We are thrilled to announce that Dr. Michelle Hastings has joined us as a faculty member in the Department of Pharmacology, and Director of the M-RNA Therapeutics Initiative at The Center for RNA Biomedicine. Dr. Hastings will lead one of the largest teams of RNA scientists in the world, as Director of M-RNA Therapeutics within the Center for RNA Biomedicine at the University of Michigan.
M-RNA Therapeutics Initiative
The new RNA Therapeutics Initiative will bridge the gap between foundational RNA research discoveries at the University of Michigan, and the development of medicines to cure genetic, infectious and other diseases — a true “bedside to bench to bedside” pipeline. With Dr. Hastings’ expertise in not only the design and discovery phases of RNA therapeutics — her specialty — but also navigating the long road of getting these discoveries into the clinic, clinical trials, and helping with intellectual property (IP) and licensing issues, she will play a vital role in easing the current bottleneck to make the journey from the lab to the patient a more streamlined, seamless process. Dr. Hastings emphasizes that essentially her goal is “getting more scientists involved and getting these discoveries to the place where they are actually helping people.”

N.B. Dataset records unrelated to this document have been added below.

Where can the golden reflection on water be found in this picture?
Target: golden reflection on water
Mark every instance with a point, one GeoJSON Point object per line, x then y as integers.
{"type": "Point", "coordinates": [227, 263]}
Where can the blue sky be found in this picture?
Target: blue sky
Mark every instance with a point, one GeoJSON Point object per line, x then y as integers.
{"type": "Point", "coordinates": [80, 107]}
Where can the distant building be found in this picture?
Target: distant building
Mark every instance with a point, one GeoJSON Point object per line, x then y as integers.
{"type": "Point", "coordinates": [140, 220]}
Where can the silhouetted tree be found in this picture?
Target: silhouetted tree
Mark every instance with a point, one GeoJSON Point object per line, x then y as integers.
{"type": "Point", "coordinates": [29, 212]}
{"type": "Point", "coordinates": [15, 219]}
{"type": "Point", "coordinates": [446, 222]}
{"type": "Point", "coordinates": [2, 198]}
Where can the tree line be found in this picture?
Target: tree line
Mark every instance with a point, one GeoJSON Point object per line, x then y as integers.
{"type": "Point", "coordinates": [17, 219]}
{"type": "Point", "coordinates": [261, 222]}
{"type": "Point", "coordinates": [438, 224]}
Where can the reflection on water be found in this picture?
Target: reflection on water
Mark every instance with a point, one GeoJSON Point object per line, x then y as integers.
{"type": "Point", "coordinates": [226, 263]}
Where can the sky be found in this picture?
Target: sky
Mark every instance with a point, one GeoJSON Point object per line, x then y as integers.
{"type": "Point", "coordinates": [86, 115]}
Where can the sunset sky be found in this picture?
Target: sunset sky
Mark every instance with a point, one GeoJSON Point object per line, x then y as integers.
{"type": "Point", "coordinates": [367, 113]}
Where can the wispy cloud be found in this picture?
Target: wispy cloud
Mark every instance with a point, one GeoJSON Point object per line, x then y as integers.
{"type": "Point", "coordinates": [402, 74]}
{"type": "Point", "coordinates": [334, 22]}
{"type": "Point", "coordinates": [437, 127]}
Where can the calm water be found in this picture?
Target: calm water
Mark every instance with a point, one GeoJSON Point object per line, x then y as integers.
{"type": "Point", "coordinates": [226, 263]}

Potential for Rapid Development of RNA Therapeutics
Traditionally, it has been a lengthy process in the world of drug and vaccine development, involving massive drug companies spending years in clinical trials, mired in red tape. What’s so groundbreaking about RNA Therapeutics is that it has the potential to work much differently. As Dr. Hastings points out, “… the reason it’s so important right now is that because of what we’ve seen with the mRNA [Covid 19 SARS-CoV-2] vaccine and a lot of other drugs that are coming up right now, it can be done fairly rapidly once a targeted approach is identified. As an information drug, RNA can be designed in a very specific way, often relatively quickly, and it can be made in a very personalized manner.”
RNA Therapeutics Front and Center at Michigan
Dr. Hastings’ appointment is instrumental for transforming objectives that lie at the core of the Center’s mission into reality: encouraging a synergic community and empowering collaborations between RNA researchers to help streamline the discovery of novel, individualized disease targets; and establishing a system of in-house RNA production that would enable U-M investigators to produce and screen therapeutics rapidly and cost-effectively.
Dr. Hastings envisions that M-RNA Therapeutics will play a critical part in helping to remove some of the constraints that come from industry partnerships, facilitate faster development of life-saving therapies, and allow U-M investigators to generate therapies, i.e. drugs, vaccines, etc., for a much larger portfolio of diseases (including rare and orphan diseases) – essentially launching the U-M as a powerhouse of personalized medicine of the 21st century. She relates, “I’m excited to join the Center for RNA Biomedicine and direct this new RNA therapeutics initiative working with the incredible minds at U-M.”